Casus Belli n°22, octobre 1984, 54 pages, 15 FF.
La couverture est par Pierre-Olivier Vincent (alors âgé de 17 ans), qui est devenu depuis directeur artistique chez DreamWorks (sur How to Train Your Dragons) et qui réalisera aussi, par exemple, des illustrations intérieures (p. 43 dans le scénario AD&D) et la couv' du n°26. L'image semble présupposer toute une histoire implicite obscure, avec son aventurier humain à dos de tortue volante et son petit gnome jovial. Ces couvertures mystérieuses de Casus semblaient toujours faire allusion à un morceau extrait d'une campagne privée. A l'époque, je croyais complètement à tort qu'il y avait peut-être une allusion à une intrigue dans la bande-dessinée Elfquest parce que son titre était mentionné. J'ai l'impression qu'il y a plutôt une influence du personnage de Bragon dans la Quête de l'Oiseau du Temps de Loisel (les deux premiers volumes étaient déjà parus en 1984 et à l'époque, on n'avait pas tant de bd de fantasy sous la main).

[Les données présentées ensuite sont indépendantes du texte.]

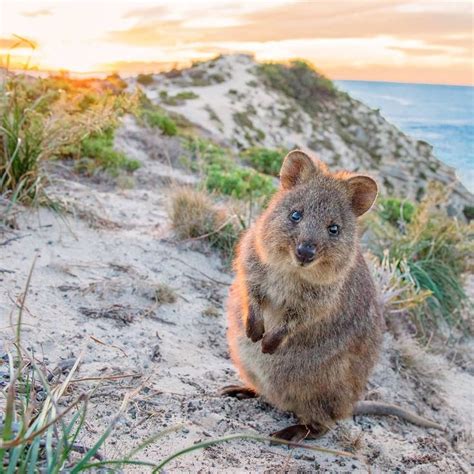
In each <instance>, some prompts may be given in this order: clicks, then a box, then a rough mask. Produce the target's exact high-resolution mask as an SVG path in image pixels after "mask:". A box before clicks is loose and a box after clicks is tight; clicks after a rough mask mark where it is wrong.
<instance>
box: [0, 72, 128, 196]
mask: <svg viewBox="0 0 474 474" xmlns="http://www.w3.org/2000/svg"><path fill="white" fill-rule="evenodd" d="M63 83H64V84H63ZM74 84H75V83H74V82H73V81H70V82H68V81H67V80H66V79H65V78H62V79H61V84H60V85H61V87H59V86H58V84H57V79H49V78H48V79H34V78H31V77H26V76H15V75H11V76H8V77H7V79H6V80H5V81H4V83H3V84H2V86H1V89H0V144H1V146H0V194H1V195H3V196H8V197H9V198H10V199H12V200H14V201H19V202H23V203H32V202H38V201H40V200H41V199H43V198H45V193H44V186H43V185H44V176H43V174H42V171H41V165H42V163H43V162H44V161H45V160H48V159H51V158H55V157H60V156H62V154H63V151H64V150H65V149H68V148H69V149H74V148H77V147H79V146H80V143H81V142H82V141H83V140H84V139H85V138H86V137H88V136H90V135H91V134H94V133H100V132H101V131H102V130H105V129H107V128H110V127H112V126H114V125H116V124H117V117H118V116H119V115H120V114H121V113H123V111H124V110H126V109H127V108H128V107H131V102H133V101H132V99H130V98H124V97H119V96H113V95H111V94H103V95H102V96H101V95H100V94H98V93H97V92H93V91H91V90H87V92H85V91H84V90H83V89H82V88H78V89H76V88H75V85H74ZM66 86H67V87H66ZM62 87H66V89H67V90H65V89H63V88H62Z"/></svg>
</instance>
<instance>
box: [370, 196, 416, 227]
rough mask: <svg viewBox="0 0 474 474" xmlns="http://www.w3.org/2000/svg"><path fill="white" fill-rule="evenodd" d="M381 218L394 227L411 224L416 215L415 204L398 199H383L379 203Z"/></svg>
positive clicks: (384, 198) (379, 207)
mask: <svg viewBox="0 0 474 474" xmlns="http://www.w3.org/2000/svg"><path fill="white" fill-rule="evenodd" d="M378 205H379V215H380V217H381V218H382V219H383V220H385V221H387V222H389V223H390V224H392V225H398V224H399V223H400V222H405V223H410V222H411V220H412V219H413V215H414V214H415V211H416V207H415V205H414V204H413V203H411V202H410V201H406V200H401V199H398V198H382V199H379V201H378Z"/></svg>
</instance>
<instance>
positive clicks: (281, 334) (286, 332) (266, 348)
mask: <svg viewBox="0 0 474 474" xmlns="http://www.w3.org/2000/svg"><path fill="white" fill-rule="evenodd" d="M287 333H288V328H287V326H285V325H283V326H277V327H276V328H273V329H272V330H271V331H268V332H266V333H265V334H264V335H263V338H262V352H263V353H264V354H273V353H274V352H275V351H276V350H277V349H278V347H280V344H281V343H282V342H283V339H285V336H286V335H287Z"/></svg>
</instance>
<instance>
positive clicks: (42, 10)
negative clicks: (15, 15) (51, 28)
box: [22, 8, 51, 18]
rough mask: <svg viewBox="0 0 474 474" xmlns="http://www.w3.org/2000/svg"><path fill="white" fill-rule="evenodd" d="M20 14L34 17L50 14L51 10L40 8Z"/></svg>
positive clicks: (24, 15) (35, 17)
mask: <svg viewBox="0 0 474 474" xmlns="http://www.w3.org/2000/svg"><path fill="white" fill-rule="evenodd" d="M22 15H23V16H26V17H30V18H36V17H38V16H48V15H51V10H48V9H46V8H43V9H41V10H32V11H29V12H23V13H22Z"/></svg>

Nouvelles du Front & Têtes d'Affiches. Denis Gerfaud fait une brève recension plutôt positive de Chill et fait l'éloge de sa Table unique de résolution (ce qu'il va appliquer dans son propre Rêve de Dragon, qui utilise la formule [Caractéristique.x((Compétence+Difficulté+10)/2) %], mais ironiquement dans ce même numéro, il propose de remplacer les tables d'AD&D par une formule). On annonce aussi le jeu de rôle Indiana Jones (en disant seulement qu'il n'y a pas de création de personnage et que le système d'initiative est le plus "poli" car on demande seulement aux PJ de choisir qui agit en premier), Ringworld, Time Masters, la boite Companion (D&D version Frank Metzner niveaux 15-25). En français, on annonce la traduction de l'Appel de Cthulhu, l'arrivée de six Livres Dont Vous Êtes Le Héros de Gallimard (il y a aussi une publicité à la fin du magazine avec des illustrations de chacun de ces six livres), les Chroniques de Linaïs (règles avancées de l'Ultime Epreuve de Fabrice Cayla - Jeux Actuels fait d'ailleurs pas mal de pub dans Casus Belli à cette époque) et Empire Galactique de François Nédélec.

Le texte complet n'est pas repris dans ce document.